Juan Cerezo, his publisher in Barcelona, describes Celorio as an exemplary author for his careful use of language. “He is one of those intelligent writers who, right from his first work, discovers that he has a project, a coherence. Not only has he given us a wonderful and highly recommended trilogy, but he has portrayed us, as the jury of the Cervantes Prize says very well, like no other in the reality of modern Mexico through a tremendously human story and one in which we also recognize ourselves in Spain, because the roots of that family he tells are Spanish roots”, he explains.
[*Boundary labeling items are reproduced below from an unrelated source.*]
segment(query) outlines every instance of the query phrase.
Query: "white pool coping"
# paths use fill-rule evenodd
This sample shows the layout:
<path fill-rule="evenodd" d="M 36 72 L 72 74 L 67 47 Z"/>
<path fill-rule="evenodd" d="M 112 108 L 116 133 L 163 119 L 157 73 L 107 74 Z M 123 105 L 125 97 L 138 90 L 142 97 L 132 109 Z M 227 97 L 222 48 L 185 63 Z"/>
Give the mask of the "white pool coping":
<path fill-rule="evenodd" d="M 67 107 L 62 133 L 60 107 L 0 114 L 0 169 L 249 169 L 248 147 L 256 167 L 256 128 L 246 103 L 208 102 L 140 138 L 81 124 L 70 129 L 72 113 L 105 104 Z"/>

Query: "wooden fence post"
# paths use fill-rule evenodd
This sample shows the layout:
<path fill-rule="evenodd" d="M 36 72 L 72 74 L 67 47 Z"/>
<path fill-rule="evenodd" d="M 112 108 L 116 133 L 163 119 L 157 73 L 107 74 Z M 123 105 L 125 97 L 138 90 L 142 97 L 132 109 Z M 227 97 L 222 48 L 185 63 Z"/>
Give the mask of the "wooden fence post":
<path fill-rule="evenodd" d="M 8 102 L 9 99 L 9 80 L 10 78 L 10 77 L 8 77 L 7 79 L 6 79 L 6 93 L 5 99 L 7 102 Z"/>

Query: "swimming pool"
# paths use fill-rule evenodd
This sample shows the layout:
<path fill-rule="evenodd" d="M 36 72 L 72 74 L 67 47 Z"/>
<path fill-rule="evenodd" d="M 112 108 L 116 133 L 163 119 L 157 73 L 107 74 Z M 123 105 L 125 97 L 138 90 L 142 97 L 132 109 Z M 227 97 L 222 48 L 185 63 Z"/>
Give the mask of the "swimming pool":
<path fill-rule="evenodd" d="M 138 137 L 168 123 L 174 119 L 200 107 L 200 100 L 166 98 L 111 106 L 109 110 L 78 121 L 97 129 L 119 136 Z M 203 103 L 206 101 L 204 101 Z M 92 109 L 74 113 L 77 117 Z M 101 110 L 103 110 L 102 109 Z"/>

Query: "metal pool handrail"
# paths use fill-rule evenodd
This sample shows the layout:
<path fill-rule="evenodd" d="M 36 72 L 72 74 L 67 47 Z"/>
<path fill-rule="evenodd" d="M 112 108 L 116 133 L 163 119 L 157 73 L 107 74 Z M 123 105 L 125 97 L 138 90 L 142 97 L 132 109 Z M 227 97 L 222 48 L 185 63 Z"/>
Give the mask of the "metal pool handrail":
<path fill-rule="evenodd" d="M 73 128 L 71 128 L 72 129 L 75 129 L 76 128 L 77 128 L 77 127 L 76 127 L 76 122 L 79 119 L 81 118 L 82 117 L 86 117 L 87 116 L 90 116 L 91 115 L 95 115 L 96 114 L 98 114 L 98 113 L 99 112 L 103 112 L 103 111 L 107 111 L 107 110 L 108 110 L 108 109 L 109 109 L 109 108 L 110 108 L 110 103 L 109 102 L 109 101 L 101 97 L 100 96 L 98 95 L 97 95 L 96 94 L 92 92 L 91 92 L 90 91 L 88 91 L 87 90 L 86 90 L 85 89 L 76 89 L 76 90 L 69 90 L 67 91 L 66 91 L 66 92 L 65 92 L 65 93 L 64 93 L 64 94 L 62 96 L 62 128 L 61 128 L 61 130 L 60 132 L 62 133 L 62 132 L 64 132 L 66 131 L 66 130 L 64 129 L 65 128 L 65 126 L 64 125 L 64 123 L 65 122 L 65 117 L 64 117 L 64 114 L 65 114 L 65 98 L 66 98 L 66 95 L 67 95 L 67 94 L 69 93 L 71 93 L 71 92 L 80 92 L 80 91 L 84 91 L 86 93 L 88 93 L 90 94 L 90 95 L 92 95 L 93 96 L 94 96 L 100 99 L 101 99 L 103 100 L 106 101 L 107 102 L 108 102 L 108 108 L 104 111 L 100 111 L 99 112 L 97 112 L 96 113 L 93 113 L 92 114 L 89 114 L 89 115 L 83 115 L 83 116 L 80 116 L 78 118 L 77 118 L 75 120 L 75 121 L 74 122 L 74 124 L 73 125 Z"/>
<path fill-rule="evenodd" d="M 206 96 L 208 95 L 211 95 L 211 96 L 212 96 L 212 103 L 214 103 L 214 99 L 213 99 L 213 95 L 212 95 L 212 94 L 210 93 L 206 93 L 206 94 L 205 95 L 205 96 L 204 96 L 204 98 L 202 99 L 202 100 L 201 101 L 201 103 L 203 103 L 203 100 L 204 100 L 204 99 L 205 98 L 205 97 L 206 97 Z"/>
This is another influence on Celorio’s work: the Spanish exile. “Many of my teachers, when I joined the faculty, came from Spanish exile, they brought with them the impulse of the republican attitude, the seed of rebellion against a dictatorial imposition, like that of Spain throughout the Francoist night,” he explained to this newspaper. “And these teachers were very formative for me. One of them was Adolfo Sánchez Vázquez, who was a great philosopher who arrived on the ship Sinaia, where he published poems before philosophical texts. He was a 19-year-old boy who was so shy that he didn’t sign them with his full name, but with his initials. Ramón Xirau was also my teacher, who was a person who combined philosophy and literature very well; he was a great poet in the language Catalan. And Luis Rius, who was a wonderful teacher of medieval literature, they really had a teaching ability in making us understand and appreciate medieval Castilian literature, which was wonderful,” he said.
Julio Cortázar also strongly influenced the author. “Another writer who deserves all my devotion is Julio Cortázar. I often say that my life was divided between before JC and after JC, because there are writers who influence thought, but there are others who modify behavior, as was the case with Cortázar,” he explained.
These influences, however, served the Mexican to create his own style, with a writing that, in addition to the rich use of language, is, say his contemporaries, masterful in the use of humor and irony. “With his work he has built an edifice of memory, because he does not want it to be forgotten, he does not want illness or neglect to somehow leave future generations in the dark about what was the memory of his generation, the memory of his family, the memory of an entire moment in our recent history. His work is full of irony, tenderness, envy and rigor, because these are the ingredients that I have always noticed in Gonzalo’s novels. Celorio. That irony, that humor and that tenderness, with rigor and memory, which characterize the works”, explains Cerezo.
The writer Lavín states that Celorio will occupy a prominent place in Mexican literature, as “a classic”, an author “who will speak to new generations of a world they have never known”. These future generations, he says, “perhaps will want to peer into another moment of Mexico through their books,” with works like The earth trembles in its centersa love hymn to Mexico City and especially to its historic center, or Memory liesin which the author, through narrative and essays, tells anecdotes of his life with a special role that of the great authors of Latin American literature. “He uses humor and irony there. It’s an interesting contrast,” says Lavín. “He is a very elegant man in his ways, in his use of language and he balances it very well with that ability to laugh, even at oneself. Because he seems like a solemn man, but he is not, even if he is very respectful of the work of writing and of the literary tradition”, explains the writer.